The Leakey Legacy
Born in 1903 to a missionary family in Kenya, Louis Leakey stubbornly held to the notion, unpopular at the time but now widely accepted, that the human species evolved in Africa. With his wife Mary, he began searching the sedimentary exposures of Kenya's Olduvai Gorge in the 1930s for evidence in support of his hypothesis. For decades, all they could find were numerous mammal bones along with curious stone tools whose makers remained a mystery. Their fortunes changed one day in 1959, when Mary came across some curious human-like teeth. Excavation recovered hundreds of skull fragments, which when pieced together formed the fossil now dubbed Australopithecus boisei. Two years later the Leakey family found Homo habilis ("tool-maker") and all eyes turned to Africa as the cradle of humanity. Louis and Mary Leakey became world celebrities and East Africa became the "Mecca" for investigators of human origins.

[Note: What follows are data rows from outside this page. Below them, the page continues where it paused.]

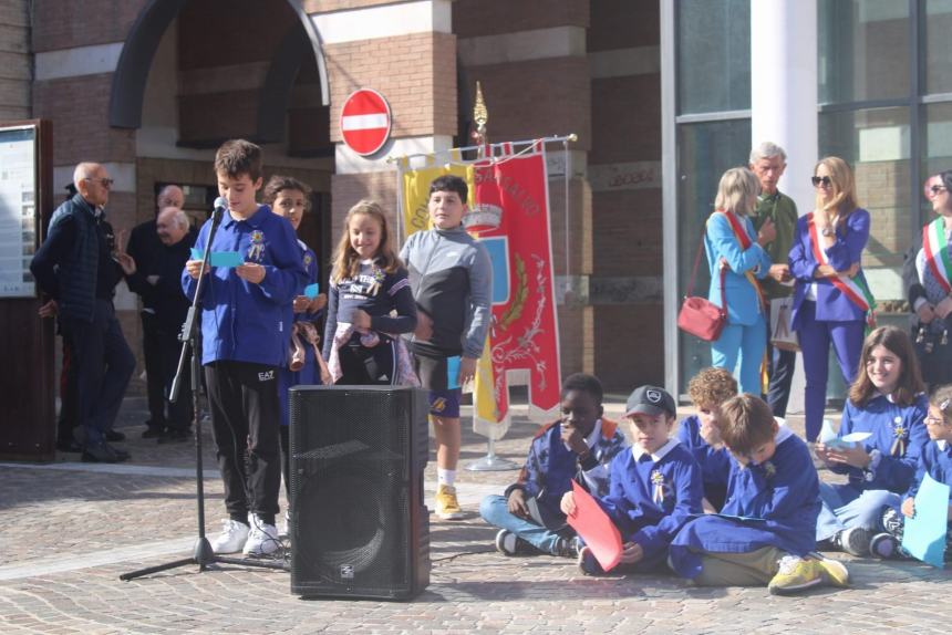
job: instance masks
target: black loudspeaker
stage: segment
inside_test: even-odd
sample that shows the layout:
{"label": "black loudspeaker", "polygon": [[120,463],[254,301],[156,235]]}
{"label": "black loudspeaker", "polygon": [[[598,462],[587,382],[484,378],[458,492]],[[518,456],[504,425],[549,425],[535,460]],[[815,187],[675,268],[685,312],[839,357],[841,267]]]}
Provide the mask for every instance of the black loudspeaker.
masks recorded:
{"label": "black loudspeaker", "polygon": [[428,410],[421,388],[291,388],[291,593],[408,600],[430,584]]}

Over the span of seven decades and three generations, the Leakey family has continued its contributions to the human story. Among Mary's later accomplishments was the 1979 discovery, at Laetoli, of hominid footprints dated 3.6 million years, demonstrating to the world's surprise that early pre-human ancestors walked upright. Son Richard Leakey and his wife Meave established illustrious careers in a new research location at Koobi Fora on Kenya's Lake Turkana. Today, the Leakey tradition continues with Dr. Louise Leakey, the daughter of Richard and Meave, directing the Koobi Fora Project.